Gas Air Mata

Demo kemarin 4 November 20166 diberitakan bahwa terjadi tembakan Gas Air Mata. Gas ini menurut dugaaan penulis adalah basa kuat yang sudah diencerkan seperti cairan pembersih keramik atau porselen. Sebab kalau kita menuangkan cairan pembersih porselen di kamar mandi, uapnya terasa pedih di mata dan menggangu pernapasan. Tetapi setelah baca-baca di internet ternyata bukan. Berikut tulisan copas dari https://kimia01.wordpress.com/gas-air-mata/

Gas Air Mata

Sejarah

Gas air mata pertama dimulai dari Paris, berupa semburan tepung untuk bubarkan aksi massa. Tetapi gas air mata modern jauh lebih dahsyat. Bagaimana cara mengakalinya?

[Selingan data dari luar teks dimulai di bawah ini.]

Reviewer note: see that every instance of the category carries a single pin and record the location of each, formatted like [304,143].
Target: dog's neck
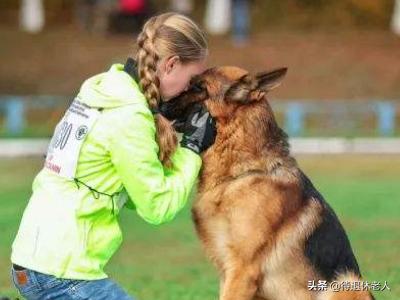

RIBUAN buruh pabrik berkumpul di pusat kota Paris. Masih mengenakan over all dan topi pet. Seragam kerja. Tidak ada catatan resmi, berapa jumlah massa ataupun tuntutan apa yang diteriakkan. Yang jelas peristiwanya terjadi pada bulan Mei 1909. Hanya saja, saat itu di daratan Eropa sedang dimulai periode kebangkitan industri. Tenaga manusia mulai diganti mesin-mesin modern. Semakin lama gerombolan manusia makin bertambah banyak jumlahnya. Imbauan polisi agar massa membubarkan diri tidak diindahkan malah disambut teriak cemoohan. Bahkan beberapa di antaranya mulai melakukan perusakan.

Agar tak makin meluas, seorang opsir polisi menebarkan tepung terigu ke arah kerumunan massa. Kontan saja konsentrasi para pengunjuk rasa pecah. Serentak mereka berhamburan menghindar dari serbuan tepung agar mata tak tambah sepet, kelilipan dan bersin-bersin. Masing-masing sibuk mencari air, dan udara segar. Tak hirau lagi mereka akan tuntutan yang awalnya diteriakkan penuh semangat.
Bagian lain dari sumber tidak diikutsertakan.